As the film title says, director Matt Embry is "living proof" that there are effective alternatives to fighting Multiple Sclerosis than conventional pharmaceuticals, but you won't hear his inspirational story from Big Pharma or research corporations like the Multiple Sclerosis Society of Canada.
At 18, Embry was diagnosed with MS. Shortly after, his father, Ashton Embry Ph.D, dedicated himself to finding answers in scientific literature. When he discovered a link between MS and nutrition, his son eventually began to show great progress in fending off the incurable disease. But when his father shared his promising medical treatment to the Multiple Sclerosis Society of Canada, the nation's largest MS research company, they didn't want to hear it. Strange -- especially when Matt Embry doesn't show any symptoms of the disease -- even to this day, twenty-two years later.
Living Proof is a heartfelt film that follows the director's journey of coming to terms with his looming infliction. It's also an engaging exposé that shines the spotlight on what appears to be corporate collusion to continue to profit on the sick (i.e.

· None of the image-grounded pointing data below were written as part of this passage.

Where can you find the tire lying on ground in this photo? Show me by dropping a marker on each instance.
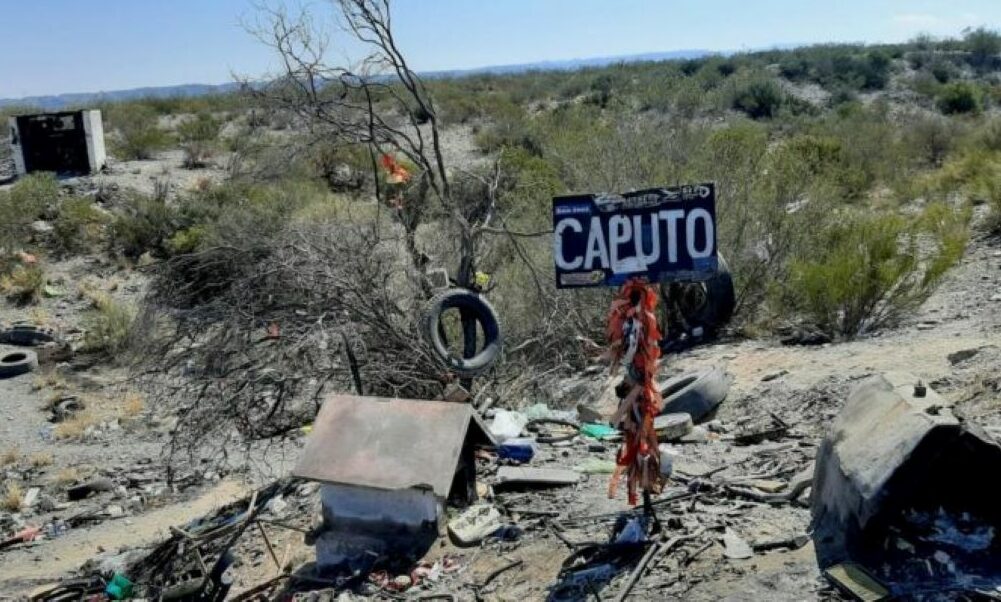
(697, 393)
(17, 363)
(482, 313)
(26, 335)
(710, 305)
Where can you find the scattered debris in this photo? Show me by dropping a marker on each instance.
(697, 394)
(17, 363)
(474, 525)
(384, 500)
(736, 547)
(857, 582)
(893, 473)
(536, 477)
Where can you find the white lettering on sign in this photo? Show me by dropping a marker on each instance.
(699, 213)
(631, 245)
(562, 262)
(647, 258)
(671, 216)
(596, 245)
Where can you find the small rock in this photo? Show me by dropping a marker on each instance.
(962, 356)
(474, 525)
(698, 434)
(47, 503)
(30, 497)
(769, 485)
(774, 375)
(276, 505)
(735, 546)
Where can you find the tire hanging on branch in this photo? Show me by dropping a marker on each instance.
(472, 305)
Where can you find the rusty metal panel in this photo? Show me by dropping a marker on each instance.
(388, 443)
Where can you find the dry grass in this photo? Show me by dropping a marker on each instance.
(40, 317)
(41, 460)
(12, 498)
(75, 426)
(10, 456)
(67, 476)
(133, 405)
(49, 379)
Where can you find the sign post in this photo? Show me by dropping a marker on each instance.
(658, 234)
(631, 241)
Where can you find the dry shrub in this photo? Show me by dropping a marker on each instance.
(75, 427)
(67, 476)
(12, 497)
(108, 325)
(10, 457)
(133, 405)
(41, 460)
(24, 284)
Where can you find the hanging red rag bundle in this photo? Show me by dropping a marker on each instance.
(635, 342)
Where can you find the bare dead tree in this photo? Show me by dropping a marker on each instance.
(246, 337)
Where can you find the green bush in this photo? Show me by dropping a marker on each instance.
(26, 201)
(983, 46)
(138, 134)
(24, 283)
(108, 326)
(759, 98)
(198, 137)
(960, 97)
(865, 269)
(143, 224)
(79, 225)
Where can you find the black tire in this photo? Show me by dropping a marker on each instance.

MS patients are kept in the dark about cheaper medical alternatives and encouraging experimental treatments are tied up in FDA bureaucracy).
In the Q&A, Matt Embry emphasized that he's not a doctor or researcher, he's just advocating for change. "I believe that the Multiple Sclerosis Society of Canada is important to have. They have programs that are supporting people. The question is: What can that change look like? That's what we're trying to get to."
Living Proof currently has no release date.
To learn more, visit Matt Embry's website MSHope.com.
Trailer
This film is about Matt and his journey combatting MS with nutrition and exercise. However, it also addresses other non-pharmacological issues that may reduce symptoms of MS such as CCSVI and stem cell therapy (the less invasive method).
ReplyDeleteWell-respected and published physicians, Drs. Ebers and Dake, discuss the sometimes negative control the pharmacological industry has on research. Joan & Jeff Beal outline their experience in receiving CCSVI treatment. This movie is critical of the MS society for supporting industry more than advocating for patients. It presents data on how little of the money donated to the MS society goes to research. It will be interesting to see how the MS society responds to this movie.
This film will bring the issues that many of us with MS are aware of to a wider audience. The film remains compelling; it tells a story.